The transmitted points (red) visible at Laguna Capri and at the treeline. Red boxes indicate the landscape elements, Laguna Capri and Mount Fitz Roy, that allowed to identify the location of the Instagram post shown in Fig. 1.

Remote sensing occurrence data sampling with supervised classification

Analysing multispectral, medium spatial resolution satellite data like Sentinel-2 leads to cost-efficient and robust results in tree species classification over large spatial extents (Fassnacht et al. 2016; Immitzer et al. 2016; Immitzer et al. 2019). Therefore, we compiled large-scale occurrence data over the entire distribution range of N. pumilio using Sentinel-2 level 2A data (BOA) in a resolution of 20 m. As N. pumilio occurs in mono-species forests at the treeline, a medium spatial resolution was sufficient to classify the forest type while allowing analysis over almost 2000 km latitude. Furthermore, the high temporal resolution data allowed phenological differentiation with autumn and summer images. Using the R Package “sen2r” (Ranghetti et al. 2020) we downloaded summer (months December and January) and autumn (month April) Sentinel-2 data. The sensing period was 2019 to 2022. Sentinel-2 scenes with up to 50 % cloud cover were included. Most scenes had a cloud cover of 15 % or less. We used the Sentinel-2 level 2A data “Scene Classification Layer” product (SCL, Fig. 3B) to mask all raster cells not classified as vegetation. This ensured that only data relevant to the analysis was included in the classification.
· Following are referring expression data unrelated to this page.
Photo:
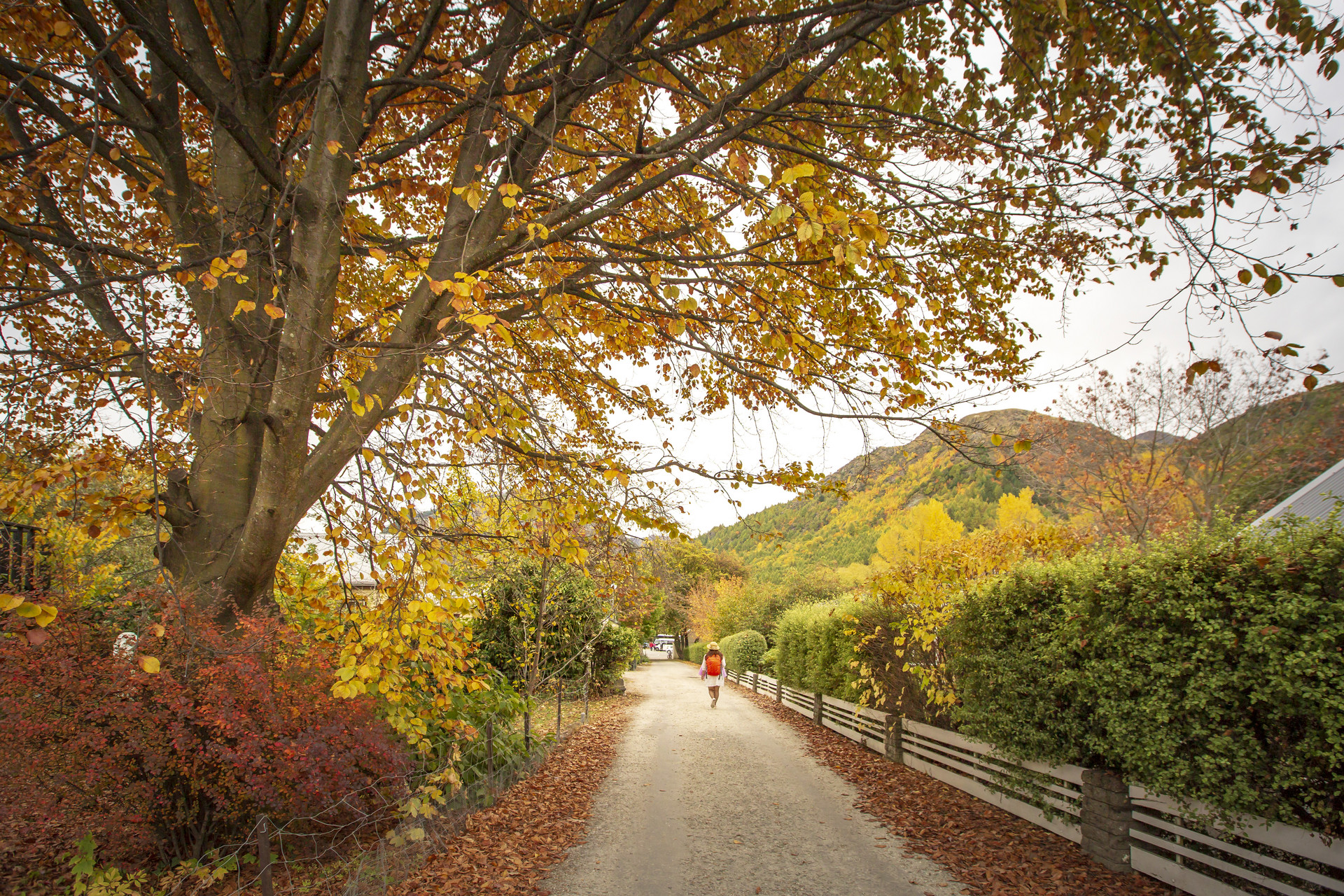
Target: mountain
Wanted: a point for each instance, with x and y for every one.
(960, 466)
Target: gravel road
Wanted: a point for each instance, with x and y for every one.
(724, 801)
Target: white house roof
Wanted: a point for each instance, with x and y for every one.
(1313, 500)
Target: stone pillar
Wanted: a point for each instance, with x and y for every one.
(1107, 816)
(892, 739)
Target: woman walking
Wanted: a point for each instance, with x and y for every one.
(711, 672)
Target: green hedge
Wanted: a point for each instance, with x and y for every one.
(743, 650)
(1210, 666)
(815, 652)
(769, 663)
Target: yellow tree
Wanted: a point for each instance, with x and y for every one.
(1018, 510)
(272, 237)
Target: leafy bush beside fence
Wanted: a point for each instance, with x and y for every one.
(815, 649)
(230, 727)
(743, 650)
(1210, 666)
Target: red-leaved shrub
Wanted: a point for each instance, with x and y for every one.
(233, 724)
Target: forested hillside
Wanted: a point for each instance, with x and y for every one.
(1077, 469)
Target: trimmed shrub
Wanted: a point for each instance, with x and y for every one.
(768, 663)
(232, 726)
(1210, 666)
(695, 652)
(612, 653)
(815, 652)
(743, 650)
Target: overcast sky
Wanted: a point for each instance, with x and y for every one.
(1104, 323)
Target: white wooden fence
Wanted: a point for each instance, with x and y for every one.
(1168, 840)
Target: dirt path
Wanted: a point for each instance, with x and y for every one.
(727, 801)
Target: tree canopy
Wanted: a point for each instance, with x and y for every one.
(280, 250)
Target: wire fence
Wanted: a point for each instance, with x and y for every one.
(368, 840)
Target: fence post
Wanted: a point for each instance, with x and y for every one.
(264, 855)
(892, 739)
(489, 752)
(1107, 814)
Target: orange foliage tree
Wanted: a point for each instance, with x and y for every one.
(332, 248)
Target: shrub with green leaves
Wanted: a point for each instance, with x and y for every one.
(816, 647)
(1208, 666)
(743, 650)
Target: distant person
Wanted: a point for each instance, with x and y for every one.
(711, 672)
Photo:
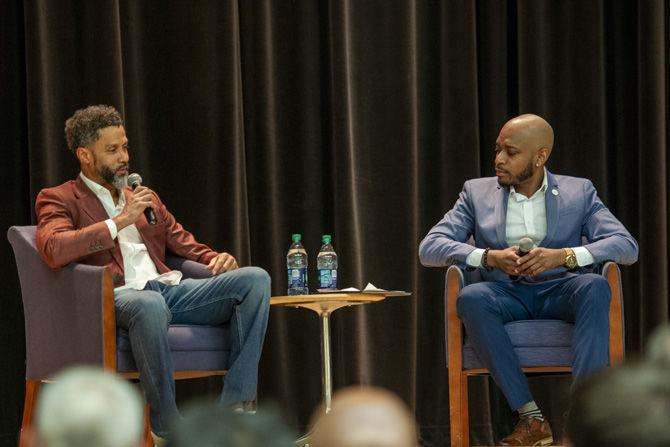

Downloading numerous Sentinel-2 data with different acquisition times ensured that as many vegetation pixels as possible from a Sentinel-2 scene were included in the classification, despite high cloud cover.

We trained our Supervised Classification with training areas including three classes (1 = N. pumilio, 2 = Evergreen vegetation, 3 = Low vegetation). Training areas were created using summer, autumn and winter Sentinel-2 scenes at selected sites across the range. The winter data made evergreen vegetation clearly recognisable. Autumn colouring at the treeline indicated N. pumilio. We tested various classification algorithms for Supervised Classification, including well-performing standard algorithms like Maximum Likelihood, Minimum Distance, and Spectral Angle, as well as the decision tree-based Random Forest algorithm. The performance of these algorithms was measured using overall accuracy and the Kappa value (Richards 2022). To cover a wide spectral range, we used all the spectral bands from 2 to 7, 8a, 11 and, 12. All preprocessing steps and the Supervised Classification, which are visualised in Fig. 3, were carried out in R (R Core Team 2023) and SAGA GIS (Conrad et al. 2015). Map visualisation was performed in ArcGIS Pro software by Esri, version 2.7.0.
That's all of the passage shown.